Press release
I thought, briefly, that we'd stopped regurgitating storage company press releases with basically zero analysis.
Seems I was wrong again.
Swiss startup balesio, staffed by all of nine people, has devised a penalty-free way of reducing unstructured data file sizes without altering the original file format, meaning no rehydration or decompression is needed to read the reduced size files. Its Native File Optimisation (NFO) software technology analyses unstructured …
In the demo I saw there was a balesio run against a couple of images. The resulting output files were much smaller than the input files. Their on-screen dimensions were the same and their on-screen appearance to my eyes was the same as well.
As far as I can see the optimisation technology is visually lossless (to human eyes). It does what it says on the can.
Also, just to enjoy a tart comment for a second, there was no press release, the story being based on an interview.
Chris.
"In the demo I saw there was a balesio run against a couple of images. The resulting output files were much smaller than the input files. "
I can show this with compression and file optimizations for certain files, but not in general. There's a reason for that.

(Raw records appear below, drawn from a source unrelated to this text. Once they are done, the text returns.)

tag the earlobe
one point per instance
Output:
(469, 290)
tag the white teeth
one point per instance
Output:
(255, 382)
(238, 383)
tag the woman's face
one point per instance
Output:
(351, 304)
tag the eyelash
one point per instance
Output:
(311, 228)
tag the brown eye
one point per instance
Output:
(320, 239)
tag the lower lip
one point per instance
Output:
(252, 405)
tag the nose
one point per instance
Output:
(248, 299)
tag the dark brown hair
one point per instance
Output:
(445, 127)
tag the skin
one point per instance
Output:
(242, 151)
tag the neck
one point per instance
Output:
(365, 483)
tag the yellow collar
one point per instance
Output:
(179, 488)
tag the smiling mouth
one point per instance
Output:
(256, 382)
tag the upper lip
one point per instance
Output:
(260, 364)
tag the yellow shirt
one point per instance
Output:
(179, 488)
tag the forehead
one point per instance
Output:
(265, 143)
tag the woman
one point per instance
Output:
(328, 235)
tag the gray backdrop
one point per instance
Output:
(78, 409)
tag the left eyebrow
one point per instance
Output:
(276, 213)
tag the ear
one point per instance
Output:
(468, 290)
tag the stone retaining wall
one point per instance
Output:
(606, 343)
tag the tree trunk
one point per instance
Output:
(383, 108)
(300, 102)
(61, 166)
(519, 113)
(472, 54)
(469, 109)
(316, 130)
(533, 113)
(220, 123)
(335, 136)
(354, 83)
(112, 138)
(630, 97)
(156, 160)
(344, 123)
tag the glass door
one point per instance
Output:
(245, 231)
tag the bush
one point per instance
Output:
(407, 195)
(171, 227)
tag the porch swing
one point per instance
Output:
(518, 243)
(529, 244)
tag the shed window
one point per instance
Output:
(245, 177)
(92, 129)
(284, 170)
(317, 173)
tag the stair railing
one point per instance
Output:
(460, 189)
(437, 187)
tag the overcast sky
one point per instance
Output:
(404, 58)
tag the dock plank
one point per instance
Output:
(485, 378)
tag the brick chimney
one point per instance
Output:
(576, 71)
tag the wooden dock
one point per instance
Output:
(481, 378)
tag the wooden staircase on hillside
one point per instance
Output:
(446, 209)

"Also, just to enjoy a tart comment for a second, there was no press release, the story being based on an interview."
Fair enough - i'll adjust my comment - "sounding like a press release". If you know anything about compression, file formats and/or information theory - which i'm sure you do - i'd hope you could see the lack of any useful analysis on this "technology", and why it doesn't (cannot) work in general as well as portrayed.
I don't know why they keep repeating the word "unstructured", though, and the term is definitely misleading. But the compressor is obviously aware of the file format. I can see no claim to the contrary - they actually say that they started with Microsoft Office files and moved on to PDFs.
It's hideous. In addition to all the Microsoft-only stuff, the same complex style tags are used over and over. Turning it into plain HTML reliably reduces file size by 80%. It sounds like they've found a way to automate that sort of process.
'Structured' files are typically binary formats, where data is stored at fixed offsets within the file. Unlike XML, there's no way to shorten those without corrupting the file.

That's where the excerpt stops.